# what is the best breed to get for 4h or ffa



## coorsbanquet (Jan 7, 2013)

i am in 4h.i am doing a goat and i dont know what the best breed to get is


----------



## ksalvagno (Oct 6, 2009)

I would find out what type of goats your 4H club does. If your 4H club only does Boer goats for example, then that is what you will have to get.


----------



## caprine crazy (Jun 12, 2012)

Get a breed you know you will like. Get something you are comfortable with. If you are a smaller person, Nigerians may be good for you because they are small and fairly easy to handle. If you want a lot of milk then an Alpine or Saanen is probably what you want. If you are a strong person and think you can handle Boers, they are good choice. Boer wethers are good if you don't want to take care of a goat in the winter because after you show them, you can sell them at the sale (if your county fair has one at the end of the fair.). It all depends on your likes, dislikes, and needs are.


----------



## Dani-1995 (Mar 11, 2011)

It depends on your area and 4H club and FFA chapter. Talk to the leader of which ever you are thinking of joining and see what they raise and what type of shows are near you.

We don't have any dairy shows near us except for our state fair. On the other hand, we have tons of meat goat wether shows. I'd look into area. But if your doing a meat project then definatley boer!


----------



## HoosierShadow (Apr 20, 2010)

I agree with the others. Find out what kind of project you can do <meat or dairy - breeding stock, or market wethers or both>.
Every state is different. We're in KY, I've never looked into showing dairy in our state, but I'm sure you can and most fairs have dairy goat shows here.
If you can show a breeding doe, see if she has to be registered or not. In our state the does have to be registered fullbloods or percentages.

If you show a market wether, remember you can only show that goat once, and it has to be a young goat, your 4-H leader would know the age limit.
They also typically have a certain weight they must be in order to show. I know some places I've read on line say a minimum of 50lbs. for a market goat.
Our state, I think most places are a minimum of 30lbs.

In KY we can go from county fair to county fair.
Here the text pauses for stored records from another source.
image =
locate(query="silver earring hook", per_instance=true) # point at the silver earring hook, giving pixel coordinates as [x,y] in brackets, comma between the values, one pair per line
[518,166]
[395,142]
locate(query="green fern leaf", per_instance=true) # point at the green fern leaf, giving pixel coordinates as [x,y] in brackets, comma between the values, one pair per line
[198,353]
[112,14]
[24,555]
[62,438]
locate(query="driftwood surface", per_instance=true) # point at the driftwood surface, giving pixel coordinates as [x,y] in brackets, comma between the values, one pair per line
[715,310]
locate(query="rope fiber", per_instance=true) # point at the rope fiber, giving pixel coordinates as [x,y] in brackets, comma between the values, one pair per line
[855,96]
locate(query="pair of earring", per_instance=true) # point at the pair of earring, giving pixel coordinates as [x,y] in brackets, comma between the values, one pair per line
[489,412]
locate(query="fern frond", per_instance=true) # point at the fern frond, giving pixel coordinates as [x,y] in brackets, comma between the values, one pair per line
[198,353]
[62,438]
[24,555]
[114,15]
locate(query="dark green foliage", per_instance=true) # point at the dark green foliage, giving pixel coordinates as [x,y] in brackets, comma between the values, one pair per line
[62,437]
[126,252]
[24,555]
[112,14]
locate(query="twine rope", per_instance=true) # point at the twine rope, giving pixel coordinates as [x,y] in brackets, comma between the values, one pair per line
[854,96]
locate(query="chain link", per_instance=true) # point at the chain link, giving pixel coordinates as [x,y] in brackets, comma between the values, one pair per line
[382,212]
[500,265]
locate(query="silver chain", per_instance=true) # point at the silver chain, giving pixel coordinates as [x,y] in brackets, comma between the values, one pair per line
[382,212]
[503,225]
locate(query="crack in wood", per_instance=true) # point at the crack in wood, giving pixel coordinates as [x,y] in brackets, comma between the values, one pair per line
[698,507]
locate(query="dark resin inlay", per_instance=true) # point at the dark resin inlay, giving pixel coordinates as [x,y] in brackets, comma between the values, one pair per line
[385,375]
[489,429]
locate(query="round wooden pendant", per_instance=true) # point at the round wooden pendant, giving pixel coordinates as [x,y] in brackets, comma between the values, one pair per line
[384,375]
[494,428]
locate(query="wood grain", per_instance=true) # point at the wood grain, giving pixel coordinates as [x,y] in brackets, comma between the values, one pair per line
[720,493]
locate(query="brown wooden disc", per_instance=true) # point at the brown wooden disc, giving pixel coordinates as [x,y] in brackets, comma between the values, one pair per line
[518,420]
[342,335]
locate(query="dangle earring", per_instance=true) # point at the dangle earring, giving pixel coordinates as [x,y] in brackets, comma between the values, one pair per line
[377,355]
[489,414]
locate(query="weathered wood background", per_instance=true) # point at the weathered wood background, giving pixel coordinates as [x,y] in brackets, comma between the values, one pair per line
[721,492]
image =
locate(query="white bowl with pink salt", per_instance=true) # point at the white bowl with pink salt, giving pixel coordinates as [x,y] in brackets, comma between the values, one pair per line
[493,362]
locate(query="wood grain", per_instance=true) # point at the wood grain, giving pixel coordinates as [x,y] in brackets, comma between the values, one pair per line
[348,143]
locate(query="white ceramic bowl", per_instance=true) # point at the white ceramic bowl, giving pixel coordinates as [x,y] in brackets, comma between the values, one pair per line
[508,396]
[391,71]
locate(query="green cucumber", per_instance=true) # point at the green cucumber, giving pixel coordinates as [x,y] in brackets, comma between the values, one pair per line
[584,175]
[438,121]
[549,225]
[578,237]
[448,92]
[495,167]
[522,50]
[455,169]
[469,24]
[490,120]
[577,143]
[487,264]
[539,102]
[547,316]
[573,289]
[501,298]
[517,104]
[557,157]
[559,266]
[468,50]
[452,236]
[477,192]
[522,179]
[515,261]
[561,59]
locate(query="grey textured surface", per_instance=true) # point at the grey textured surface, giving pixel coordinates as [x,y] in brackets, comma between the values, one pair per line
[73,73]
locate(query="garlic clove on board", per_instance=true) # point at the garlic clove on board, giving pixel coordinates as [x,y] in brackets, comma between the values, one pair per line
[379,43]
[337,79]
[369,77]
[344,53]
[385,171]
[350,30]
They also have a lot of district market goat shows. In order to go to State fair with a market goat you have to attend at least 1 district show, then if you want to auction your market goat you have to have also gone to the State Fair, then auction them in Sept. BUT you have to advertise to help get buyers. Some of the $$ earned goes to help 4-H in your county, and the rest comes to you.

That's how it works here, it could be very different where you are at.

For market wethers I've been told a high percentage Boer over fullbloods tend to make the best market wethers. I can't remember which crosses people were using though, but the ones we saw do well were not fullbloods.

If your young and short or not used to a somewhat strong animal, I'd get a younger/smaller goat, that away as you train it, then you'll adjust to it as it grows, and hopefully it will be trained so that it's not too naughty on the leash/show collar 

My youngest daughter was 5yo last summer when she showed, she was about 43lbs. Her doe weighed over 50lbs. when they started showing, and right at 90lbs. at their last show <they weigh market animals at every show>. My daughter had no problem controlling her goat. In fact, she trained her all by herself, all I did was help her learn how to set her goat up, etc.

Good Luck!


----------



## goatgirl132 (Oct 18, 2012)

Talk to your ffa or 4h like I can only show Boer if.I'm showing.at the county show


----------